Go Back   Rhinocerus > Newsgroup > Newsgroup comp.lang.java.* > Newsgroup comp.lang.java.programmer

Reply
 
Thread Tools Display Modes
  #1 (permalink)  
Old 02-10-2010, 10:28 AM
Michael Powe
Guest
 
Posts: n/a
Default Best Way to Process Large Text Files

Hello,

I am tasked with writing an application to process some large text
files, i.e. > 1 GB. The input will be csv and the output will be in the
format of an IIS web server log.

I've done this sort of thing before. In the past, I've just
brute-forced it, with a BufferedReader and BufferedWriter handling the
input/output line by line.

I have a little time to complete this project and I'd like to build
something more efficient, that won't peg the CPU for an hour.

My thought was to have a read thread and a write thread and create a
buffer into which some amount of input would be written; and then, when
a threshold was reached, the data would be written out.

Is this a good idea? Are there better ways to manage this?

And finally, I need pointers as to how I would create such a buffer.
The threaded read/write part I can do.

Thanks for any help.

mp

--
Michael Powe michael@trollope.org Naugatuck CT USA
Re graphics: A picture is worth 10K words -- but only those to describe
the picture. Hardly any sets of 10K words can be adequately described
with pictures.
Reply With Quote
Alt Today
Advertising
 
and become member of Rhinocerus
Standard Sponsored Links

  #2 (permalink)  
Old 02-10-2010, 11:42 AM
rossum
Guest
 
Posts: n/a
Default Re: Best Way to Process Large Text Files

On Wed, 10 Feb 2010 06:28:14 -0500, Michael Powe
<michael+gnus@trollope.org> wrote:

>Hello,
>
>I am tasked with writing an application to process some large text
>files, i.e. > 1 GB. The input will be csv and the output will be in the
>format of an IIS web server log.
>
>I've done this sort of thing before. In the past, I've just
>brute-forced it, with a BufferedReader and BufferedWriter handling the
>input/output line by line.
>
>I have a little time to complete this project and I'd like to build
>something more efficient, that won't peg the CPU for an hour.
>
>My thought was to have a read thread and a write thread and create a
>buffer into which some amount of input would be written; and then, when
>a threshold was reached, the data would be written out.
>
>Is this a good idea? Are there better ways to manage this?
>
>And finally, I need pointers as to how I would create such a buffer.
>The threaded read/write part I can do.
>
>Thanks for any help.
>
>mp

If the innput is a CSV file then the logical unit is presumably a
record, either as a line of text or (partly) processed.
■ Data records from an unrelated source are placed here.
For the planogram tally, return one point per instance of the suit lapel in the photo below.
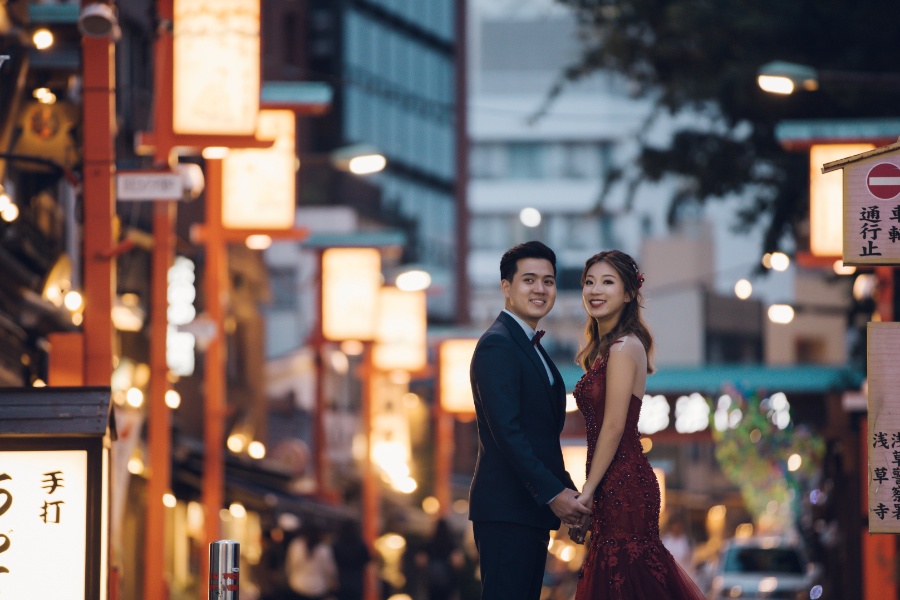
(519, 336)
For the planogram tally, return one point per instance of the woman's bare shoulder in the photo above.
(632, 347)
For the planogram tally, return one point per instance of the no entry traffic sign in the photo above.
(883, 181)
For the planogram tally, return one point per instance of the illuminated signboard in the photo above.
(216, 66)
(54, 493)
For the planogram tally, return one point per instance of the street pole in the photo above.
(215, 282)
(98, 193)
(159, 435)
(369, 490)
Create a queue. The read process adds records to the queue. The
write process pulls records off the queue.

rossum

Reply With Quote
  #3 (permalink)  
Old 02-10-2010, 05:48 PM
Tom Anderson
Guest
 
Posts: n/a
Default Re: Best Way to Process Large Text Files

On Wed, 10 Feb 2010, Michael Powe wrote:

> My thought was to have a read thread and a write thread and create a
> buffer into which some amount of input would be written; and then, when
> a threshold was reached, the data would be written out.
>
> Is this a good idea?


I'm slightly skeptical. If the processing is simple, then most of the time
will be spend doing IO even with a simple implementation. Adding threads
to overlap IO and processing might not be a big win. You could try writing
a sequential version of the program (with sufficiently large buffers - a
few megabytes, maybe?), then measuring how fast it runs - if the total
input and output data rate is close to your storage subsystem's capacity,
then no amount of programming cleverness will make it much faster.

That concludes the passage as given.